When the day came to fly west, I sat with Shirl until she fell asleep.  Her death was so close, when I kissed her that last time, I wished I could have smothered her beneath the pillow rather than risk not being there at the moment she would need me most.  

I left instructions with everyone before that journey west.  Whose visits she enjoyed and how to keep the others away.  How to act: cheerful.  What to talk about: happy times.  Michael, home from school and acting as my surrogate, was given very specific instructions to let me know immediately if she should die.   Michael called at 9 a.m. the morning before Mark's graduation and gave me the news. I had been in bed, asleep, on the West Coast, when she died early that morning, five days before her fiftieth birthday.  We had decided, if she were to die in my absence, I would not return for the funeral.  I told Michael which flowers, from our garden, to place in her coffin.

 

*

 

   Arthur planned our trip to Israel and Egypt that fall, and even if I truly had nothing to feel guilty about anymore, I still did, for inexplicable reasons.  The children were grown and did not live at home.  I stopped buying mementos, because no one wanted to dust or care for them.  I  did not feel guilty about taking trips that Shirley would not miss.  Yet I traveled under a small cloud.   There was no incentive to enjoy adven­tures without the audience that Shirley had provided.

   Two years later, things began to change.  I always had a desire to visit China, and we were getting firsthand reports from many of our friends.  They did not impress Arthur.  The trip sounded exhausting and there were stories of poor accom­modations, uneven food, bugs and unsanitary conditions.  Arthur preferred the paradors in northern Spain.  This time I made the decision.  I was determined to pursue my dream of visiting China.  

   I had come to realize what happens when one postpones their dreams so long that they are never able to fulfill them.  I shut my stingy guilt away in a box with a big lock. A long hard look in the mirror convinced me.  I did not want to wait till I would be the tourist who remained in the bus every time there was a hill to climb for a spectacular view.  The China bug had bitten me.

   "I want to go to China," I said, and Arthur’s mania for research took hold.  We found just the tour we wanted, through an agency in Chinatown.  I felt so free of guilt, I was positively light-headed.  I began to sew travel clothes long before the first down payment.  I was packed days before departure.  I made no lists of instructions.  If the plants died before we returned, I would buy new ones.
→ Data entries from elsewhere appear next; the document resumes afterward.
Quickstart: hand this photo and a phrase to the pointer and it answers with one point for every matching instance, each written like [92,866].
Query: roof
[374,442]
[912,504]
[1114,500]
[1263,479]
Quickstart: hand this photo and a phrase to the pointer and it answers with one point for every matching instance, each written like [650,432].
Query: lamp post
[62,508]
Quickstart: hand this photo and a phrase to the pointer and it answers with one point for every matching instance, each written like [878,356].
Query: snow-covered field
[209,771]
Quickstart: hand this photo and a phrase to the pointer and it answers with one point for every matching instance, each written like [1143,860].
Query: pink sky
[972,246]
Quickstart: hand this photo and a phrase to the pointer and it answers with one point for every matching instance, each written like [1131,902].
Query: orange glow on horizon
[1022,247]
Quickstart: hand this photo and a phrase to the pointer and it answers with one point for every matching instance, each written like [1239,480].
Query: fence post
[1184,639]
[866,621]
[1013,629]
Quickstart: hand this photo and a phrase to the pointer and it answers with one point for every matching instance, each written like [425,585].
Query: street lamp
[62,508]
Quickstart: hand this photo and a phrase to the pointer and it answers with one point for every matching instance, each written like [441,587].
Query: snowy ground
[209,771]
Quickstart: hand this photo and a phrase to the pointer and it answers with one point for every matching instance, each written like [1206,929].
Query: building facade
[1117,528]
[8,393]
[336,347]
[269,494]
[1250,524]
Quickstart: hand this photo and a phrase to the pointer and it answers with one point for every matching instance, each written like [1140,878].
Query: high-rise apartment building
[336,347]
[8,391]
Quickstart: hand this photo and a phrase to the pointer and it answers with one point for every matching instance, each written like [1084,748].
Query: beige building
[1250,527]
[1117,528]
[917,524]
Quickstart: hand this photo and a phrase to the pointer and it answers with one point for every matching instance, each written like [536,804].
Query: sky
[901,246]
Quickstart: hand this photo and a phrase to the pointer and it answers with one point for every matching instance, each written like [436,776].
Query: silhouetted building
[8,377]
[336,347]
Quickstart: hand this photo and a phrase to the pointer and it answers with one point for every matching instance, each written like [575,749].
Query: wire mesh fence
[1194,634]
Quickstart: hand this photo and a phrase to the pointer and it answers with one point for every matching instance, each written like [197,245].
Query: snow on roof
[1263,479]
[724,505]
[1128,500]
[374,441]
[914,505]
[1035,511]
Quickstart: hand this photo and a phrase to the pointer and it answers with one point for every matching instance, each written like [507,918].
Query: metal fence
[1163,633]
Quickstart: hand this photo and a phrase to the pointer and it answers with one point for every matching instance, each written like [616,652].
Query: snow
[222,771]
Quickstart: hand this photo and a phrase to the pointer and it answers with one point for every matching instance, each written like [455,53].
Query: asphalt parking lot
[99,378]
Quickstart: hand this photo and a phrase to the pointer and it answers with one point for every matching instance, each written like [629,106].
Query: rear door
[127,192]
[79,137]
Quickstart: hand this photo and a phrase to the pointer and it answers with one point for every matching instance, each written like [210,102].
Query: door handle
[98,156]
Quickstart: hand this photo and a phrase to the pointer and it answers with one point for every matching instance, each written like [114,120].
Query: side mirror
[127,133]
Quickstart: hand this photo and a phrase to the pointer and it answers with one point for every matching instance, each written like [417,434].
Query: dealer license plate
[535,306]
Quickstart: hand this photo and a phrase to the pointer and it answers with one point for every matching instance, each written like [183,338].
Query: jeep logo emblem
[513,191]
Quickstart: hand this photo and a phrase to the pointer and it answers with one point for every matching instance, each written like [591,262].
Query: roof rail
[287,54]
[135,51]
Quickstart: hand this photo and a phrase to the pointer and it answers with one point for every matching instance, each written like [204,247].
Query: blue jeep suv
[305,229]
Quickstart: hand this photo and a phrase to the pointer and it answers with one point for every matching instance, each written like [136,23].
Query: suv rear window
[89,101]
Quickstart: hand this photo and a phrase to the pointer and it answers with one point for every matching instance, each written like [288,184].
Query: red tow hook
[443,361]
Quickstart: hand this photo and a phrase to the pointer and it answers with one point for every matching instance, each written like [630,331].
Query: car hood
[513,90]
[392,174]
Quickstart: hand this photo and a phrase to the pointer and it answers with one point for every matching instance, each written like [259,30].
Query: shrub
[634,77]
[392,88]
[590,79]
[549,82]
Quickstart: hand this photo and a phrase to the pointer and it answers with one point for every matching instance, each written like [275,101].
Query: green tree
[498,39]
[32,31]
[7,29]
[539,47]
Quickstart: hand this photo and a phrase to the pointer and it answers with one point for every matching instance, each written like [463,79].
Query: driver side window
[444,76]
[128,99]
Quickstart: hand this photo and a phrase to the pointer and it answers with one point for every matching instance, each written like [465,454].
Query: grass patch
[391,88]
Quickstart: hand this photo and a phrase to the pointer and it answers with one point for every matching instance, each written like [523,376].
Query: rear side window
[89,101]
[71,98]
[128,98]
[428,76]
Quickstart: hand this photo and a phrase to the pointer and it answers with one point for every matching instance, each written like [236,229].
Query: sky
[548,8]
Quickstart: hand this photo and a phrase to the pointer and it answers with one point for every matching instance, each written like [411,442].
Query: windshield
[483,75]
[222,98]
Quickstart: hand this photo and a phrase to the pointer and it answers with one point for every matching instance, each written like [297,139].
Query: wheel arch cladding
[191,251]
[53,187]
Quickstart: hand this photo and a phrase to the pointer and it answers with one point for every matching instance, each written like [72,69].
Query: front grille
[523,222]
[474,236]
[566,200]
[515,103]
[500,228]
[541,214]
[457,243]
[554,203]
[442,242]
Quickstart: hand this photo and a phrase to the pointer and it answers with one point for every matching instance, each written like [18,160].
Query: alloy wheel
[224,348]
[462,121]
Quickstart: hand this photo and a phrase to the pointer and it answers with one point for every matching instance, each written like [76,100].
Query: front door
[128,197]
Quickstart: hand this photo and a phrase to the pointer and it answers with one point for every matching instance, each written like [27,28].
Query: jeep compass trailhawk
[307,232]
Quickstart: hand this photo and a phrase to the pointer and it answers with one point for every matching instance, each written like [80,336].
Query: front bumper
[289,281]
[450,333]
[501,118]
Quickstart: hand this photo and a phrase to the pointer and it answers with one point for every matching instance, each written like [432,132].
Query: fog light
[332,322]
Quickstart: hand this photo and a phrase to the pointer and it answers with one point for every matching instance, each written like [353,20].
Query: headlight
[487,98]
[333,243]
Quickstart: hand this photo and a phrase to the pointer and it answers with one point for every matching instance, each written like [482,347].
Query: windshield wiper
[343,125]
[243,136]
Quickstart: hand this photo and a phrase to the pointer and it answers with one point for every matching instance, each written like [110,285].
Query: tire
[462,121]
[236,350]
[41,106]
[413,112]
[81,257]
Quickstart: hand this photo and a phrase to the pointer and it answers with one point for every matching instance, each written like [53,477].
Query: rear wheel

A radically different person stood at the railing of the flat-hulled ship on the Li river, as it picked its way carefully through the limpid shallows.  The sight made me hold my breath.  Before me, passing in and out of the mists were the crusty, oval, limestone peaks rising sharply from the river’s edge.  Sparse, misshapen pines clung to irregularities in the sides of the cliffs.  Small huts, barely the size of a walk-in closet, perched on shallow shelves of earth, their roofs turned up at the ends in the fashion of the east.  Could it be that all that stretched before me, the river, the rice paddies, the cliffs, all that I had admired for years in the many Chinese paintings I desired to possess, was real?  My eyes moist with pleasure, I attempted to store each changing view in the convolutions of my brain.  Then I could conjure them up from those secret, dark places whenever I needed comfort and strength.

We saw many sights in China that filled me with awe and delight, before ending our journey in Peking.  There, in the shop, near the Winter Palace, in the Forbidden City, I saw the most beautiful deep blue silk jacket, embroidered with masses of golden chrysanthemums.  One look at the price tag and I never bothered to try it on.  Oh Guilt, how I wish I could put you back into Pandora's Box.